The film starring Leonardo DiCaprio, Brad Pitt and Margot Robbie will expand to over 1,000 locations in the U.S. and Canada starting on Oct. 25, and it will now include 10 new minutes of footage from four separate scenes previously not included in the original theatrical version. The new cut then should fall just short of three hours in running time, with the original running for two hours and 41 minutes.
The scenes will play both before the beginning of the film and after the ending of the film, bookending the original cut, so the original beginning and ending as Tarantino intended for the theatrical cut are still wholly intact.
“Audiences have shown tremendous support for this movie, and we look forward to offering them another opportunity to see the film as it’s meant to be seen – in theaters on the big screen – with more sights and sounds of the sixties from Quentin Tarantino as an added treat,” Adrian Smith, president of domestic distribution with Sony Pictures Motion Picture Group, said in a statement.

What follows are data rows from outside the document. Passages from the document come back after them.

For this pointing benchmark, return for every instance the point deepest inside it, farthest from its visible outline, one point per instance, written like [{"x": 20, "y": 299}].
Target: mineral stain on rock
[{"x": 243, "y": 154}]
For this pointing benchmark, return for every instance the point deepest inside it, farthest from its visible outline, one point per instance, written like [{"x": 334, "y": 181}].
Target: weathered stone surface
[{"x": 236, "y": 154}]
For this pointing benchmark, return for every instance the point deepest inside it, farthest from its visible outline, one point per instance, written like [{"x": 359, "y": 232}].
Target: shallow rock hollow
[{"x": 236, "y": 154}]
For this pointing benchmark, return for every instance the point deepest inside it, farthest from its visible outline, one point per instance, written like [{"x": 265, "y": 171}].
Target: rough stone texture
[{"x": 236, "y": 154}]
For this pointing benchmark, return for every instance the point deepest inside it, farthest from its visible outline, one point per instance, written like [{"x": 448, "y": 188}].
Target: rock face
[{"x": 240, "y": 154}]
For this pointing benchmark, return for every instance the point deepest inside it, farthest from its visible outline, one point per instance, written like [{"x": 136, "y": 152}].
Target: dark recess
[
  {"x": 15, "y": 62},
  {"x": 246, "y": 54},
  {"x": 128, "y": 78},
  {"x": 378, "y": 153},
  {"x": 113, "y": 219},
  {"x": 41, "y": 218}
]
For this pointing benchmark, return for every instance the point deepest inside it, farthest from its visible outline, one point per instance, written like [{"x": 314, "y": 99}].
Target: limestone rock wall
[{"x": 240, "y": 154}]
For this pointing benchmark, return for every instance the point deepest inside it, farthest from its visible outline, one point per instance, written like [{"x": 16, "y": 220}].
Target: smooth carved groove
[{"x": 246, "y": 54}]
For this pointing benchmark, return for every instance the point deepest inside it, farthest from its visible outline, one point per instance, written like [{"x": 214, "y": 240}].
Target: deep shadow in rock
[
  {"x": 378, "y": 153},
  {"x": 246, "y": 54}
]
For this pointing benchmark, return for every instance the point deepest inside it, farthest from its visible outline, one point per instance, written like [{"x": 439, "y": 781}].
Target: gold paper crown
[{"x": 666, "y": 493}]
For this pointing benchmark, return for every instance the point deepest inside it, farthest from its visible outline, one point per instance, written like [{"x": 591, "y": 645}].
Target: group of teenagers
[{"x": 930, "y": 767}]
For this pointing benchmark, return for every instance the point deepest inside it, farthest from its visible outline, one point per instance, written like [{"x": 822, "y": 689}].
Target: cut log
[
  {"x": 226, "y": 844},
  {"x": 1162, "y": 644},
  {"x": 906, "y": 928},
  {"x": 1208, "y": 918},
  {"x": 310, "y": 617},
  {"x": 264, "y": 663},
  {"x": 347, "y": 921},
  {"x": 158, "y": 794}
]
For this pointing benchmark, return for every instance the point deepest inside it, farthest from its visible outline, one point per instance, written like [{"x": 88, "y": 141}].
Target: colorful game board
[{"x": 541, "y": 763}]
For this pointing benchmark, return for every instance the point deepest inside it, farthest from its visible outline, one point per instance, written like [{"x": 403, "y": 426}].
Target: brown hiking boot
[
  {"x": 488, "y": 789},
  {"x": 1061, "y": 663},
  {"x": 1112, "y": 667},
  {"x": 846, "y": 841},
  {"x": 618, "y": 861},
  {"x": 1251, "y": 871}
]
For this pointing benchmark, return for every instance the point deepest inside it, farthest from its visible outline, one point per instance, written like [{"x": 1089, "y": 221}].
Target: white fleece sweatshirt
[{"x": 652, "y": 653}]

It’s not surprising that Tarantino had additional material on the cutting room floor. Pitt previously said that Tarantino had toyed with the idea of re-cutting “Once Upon a Time…in Hollywood” as an episodic series, much in the way he recently did with his previous film “The Hateful Eight” for Netflix.
Domestically, “Once Upon a Time…in Hollywood” has roped in $139.8 million at the box office, bringing its total to $368.3 million worldwide. It’s Tarantino’s second-highest grossing film worldwide behind “Django Unchained.”
The film was meant to open in China the same weekend as this new re-release, but THR reported last week that the film would be blocked by Chinese regulators after the National Film Administration received a complaint from Bruce Lee’s daughter Shannon Lee about the martial arts star’s depiction in the film. THR additionally reported that Tarantino had no intention of re-cutting the film to make it amenable to Chinese censors.